What is the nation? What is the idea of India? And whose India is it?
These are highly relevant and pressing questions for our country today. The first in a fourteen-volume series titled Rethinking India, Vision for a Nation: Paths and Perspectives, edited by Aakash Singh Rathore and Ashish Nandy, aims to champion a plural, inclusive and prosperous India that is committed to unity and individual dignity.
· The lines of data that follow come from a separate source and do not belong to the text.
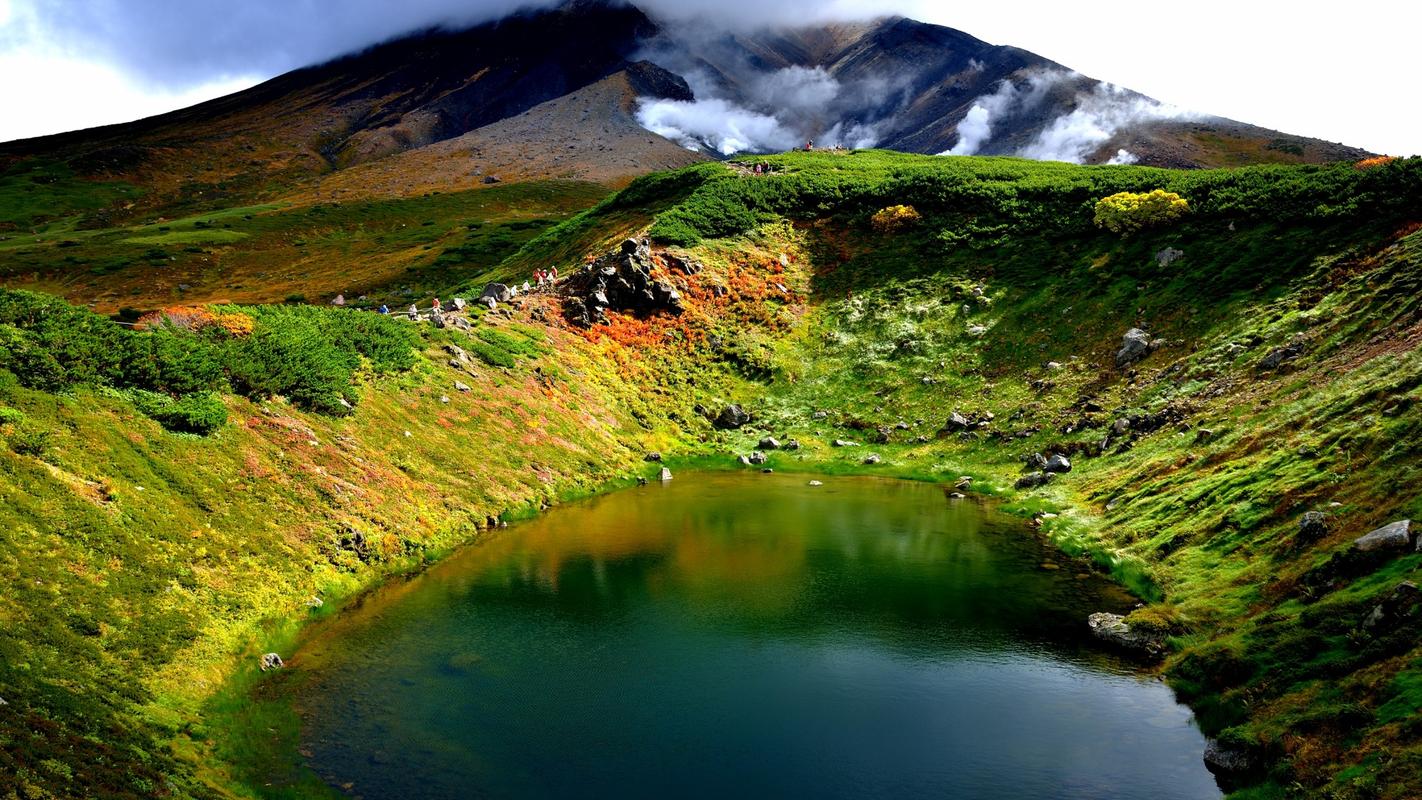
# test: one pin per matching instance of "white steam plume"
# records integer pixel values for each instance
(1099, 114)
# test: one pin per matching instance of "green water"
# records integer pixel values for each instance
(744, 635)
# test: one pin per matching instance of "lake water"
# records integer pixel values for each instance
(744, 635)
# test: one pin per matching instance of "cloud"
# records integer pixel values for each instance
(185, 43)
(1098, 114)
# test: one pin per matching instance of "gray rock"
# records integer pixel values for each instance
(1313, 526)
(1033, 480)
(1135, 346)
(956, 424)
(1392, 536)
(1405, 603)
(1280, 355)
(1169, 256)
(498, 292)
(1112, 628)
(1229, 759)
(731, 418)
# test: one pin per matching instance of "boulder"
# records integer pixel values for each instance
(1402, 604)
(956, 424)
(1229, 760)
(1392, 536)
(1112, 628)
(498, 292)
(731, 418)
(1274, 358)
(1313, 526)
(1135, 346)
(1169, 256)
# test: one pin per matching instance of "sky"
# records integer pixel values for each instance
(1343, 73)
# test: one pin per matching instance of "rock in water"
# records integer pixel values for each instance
(1134, 347)
(1114, 628)
(1392, 536)
(1313, 526)
(731, 418)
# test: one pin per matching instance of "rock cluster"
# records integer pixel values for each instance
(620, 282)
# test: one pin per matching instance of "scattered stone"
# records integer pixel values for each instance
(1135, 346)
(498, 292)
(956, 424)
(622, 282)
(1281, 355)
(1114, 628)
(1392, 536)
(731, 418)
(1405, 603)
(1033, 480)
(1169, 256)
(1313, 526)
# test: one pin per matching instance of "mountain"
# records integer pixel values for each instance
(566, 93)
Here is an insightful excerpt from ‘Secularism: Central to a Democratic Nation’, contributed by Neera Chandhoke, a former professor of Political Science at the University of Delhi:
The results of the 2019 general elections in India confirmed the lurking fear that has hovered like a dark cloud over our political horizon since 2014. India is a multireligious country, but we now see the consolidation of the Hindu vote across caste and across class. This consolidation has brought the religious right back into power with an improved majority. Election rhetoric had ridiculed political leaders who stood from minority-dominated constituencies; appealed to a narrow, religion-based nationalism; evoked fear that Pakistan threatened the body politic; and raised aloft the banner of national security over other concerns. None of the planks that garnered rich dividends had anything to do with what are often called ‘real facts’, but fiery rhetoric won over mundane issues of a declining economy and increasing unemployment. A victorious prime minister told his national constituency: ‘Secularism was a tax that used to be paid till today. Fake secularism and its leaders who were calling for the secular forces to unite have been exposed.’ Exposed, one may ask, as what? As Indians committed to the dignity of all and discrimination against none? Or as citizens who want passionately to defend the plural character of Indian society?
The prime minister is not politically naive; he surely knows that political commitments that run against ruling ideologies do not fade into the twilight with the coming into power of a new government. These commitments might not be palatable to the new ruling class, but they continue to inhabit democratic imaginations, continue to act as signposts to a road that leads to a good life for all, and continue to act as a watchdog of ruling dispensations. Criticism of the government and its policies lies at the heart of democratic society, at the heart of the political project to hold elected power elites accountable for their acts of omission and commission.
In any case, democracy is not reducible to election results. Elections are one—albeit significant and decisive—moment of democracy. Democracy establishes and maintains a conversation between the citizens and their representatives. Elections decide who these representatives will be. The process of holding these representatives accountable does not cease with the results of an election. It holds good, no matter who holds power, or with what majority. For that reason, it is democracy, not just elections, of which we should speak, and it is the democratic spirit which we should, and will, uphold.
Vision for a Nation provides a positive counter-narrative to reclaim the centrality of a progressive, deeply plural and forward-looking India.